“SUBJECT TO THE RECEIPT OF FURTHER INFORMATION”
by Sharon Rondeau
(Oct. 21, 2017) — On Saturday morning, President Donald J. Trump tweeted about a number of topics, one of which was the remaining sealed documents stemming from the investigation conducted into President John F. Kennedy’s assassination on November 22, 1963.
As was related here on Friday by P&E contributor, radio host and author Jeff Crouere, a congressional statute passed in 1992 protecting some 3,100 documents from public disclosure will expire on October 26.
As explained at the National Archives’ entry, the 1992 law allowed for the creation of the JFK Assassination Records Review Board (ARRB) “as an independent agency to re-examine for release the assassination-related records that federal agencies still regarded as too sensitive to open to the public.”
While approximately five million pages have been released and are available for viewing from the National Archives by appointment, the more than 3,000 pages believed to deal with Kennedy’s alleged assassin, Lee Harvey Oswald, remained out of sight for “national security ” reasons.
In his tweet on the subject, Trump qualified his pledge to release the remaining documents with “Subject to the receipt of further information.”
The president also championed the passage of a budget bill by the Senate on Thursday, describing it as “a really big deal.” With the House out of session last week, it has yet to take up the measure. “MSM barely covered!” Trump remarked, referring to what he saw as the mainstream media’s lack of reportage on the development.
In actuality, CNN, USAToday, Reuters and The New York Times published articles on the passage of the bill.
Both earlier and later tweets touched upon the controversy which erupted after Rep.
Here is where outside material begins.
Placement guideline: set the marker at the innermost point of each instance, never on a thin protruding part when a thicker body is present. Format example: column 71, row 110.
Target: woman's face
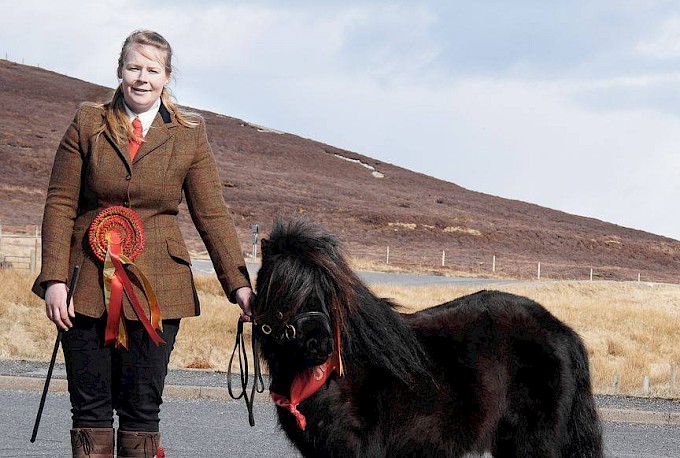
column 143, row 77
Frederica Wilson of Florida criticized the substance of Trump’s condolence call to a widow whose husband, Sgt. La David Terrence Johnson, was one of four U.S. Green Berets killed during an operation in Niger on October 4.
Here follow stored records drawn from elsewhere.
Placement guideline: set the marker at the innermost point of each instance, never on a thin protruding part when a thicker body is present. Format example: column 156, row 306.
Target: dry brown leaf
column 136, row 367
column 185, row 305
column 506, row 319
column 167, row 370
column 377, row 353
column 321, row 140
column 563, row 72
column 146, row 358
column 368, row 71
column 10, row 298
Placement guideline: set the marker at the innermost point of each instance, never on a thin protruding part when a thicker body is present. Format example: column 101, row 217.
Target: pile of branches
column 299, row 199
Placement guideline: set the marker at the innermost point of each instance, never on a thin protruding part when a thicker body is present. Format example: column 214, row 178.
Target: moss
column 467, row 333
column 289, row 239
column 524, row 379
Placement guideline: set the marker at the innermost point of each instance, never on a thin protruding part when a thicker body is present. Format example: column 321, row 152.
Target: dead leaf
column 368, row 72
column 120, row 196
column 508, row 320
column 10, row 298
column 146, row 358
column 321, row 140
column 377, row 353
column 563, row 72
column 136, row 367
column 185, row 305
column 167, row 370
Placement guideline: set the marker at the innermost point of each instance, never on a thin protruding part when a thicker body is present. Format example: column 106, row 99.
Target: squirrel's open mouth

As to the gains in the stock market since he took office, Trump said, “Fake News doesn’t spent [sic] much time on this!”
Update, 10:09 a.m. EDT: In an interview with Infowars’ Owen Shroyer on Friday, Trump former advisor and longtime political operative Roger Stone said he spoke with the president on Thursday, urging him to release the JFK documents rather than wait “another 25 years.”
Stone also spoke with Alex Jones, the face of Infowars, contending that the CIA does not want the documents released. “I think he’s going to do the right thing,” Stone told Jones on Friday.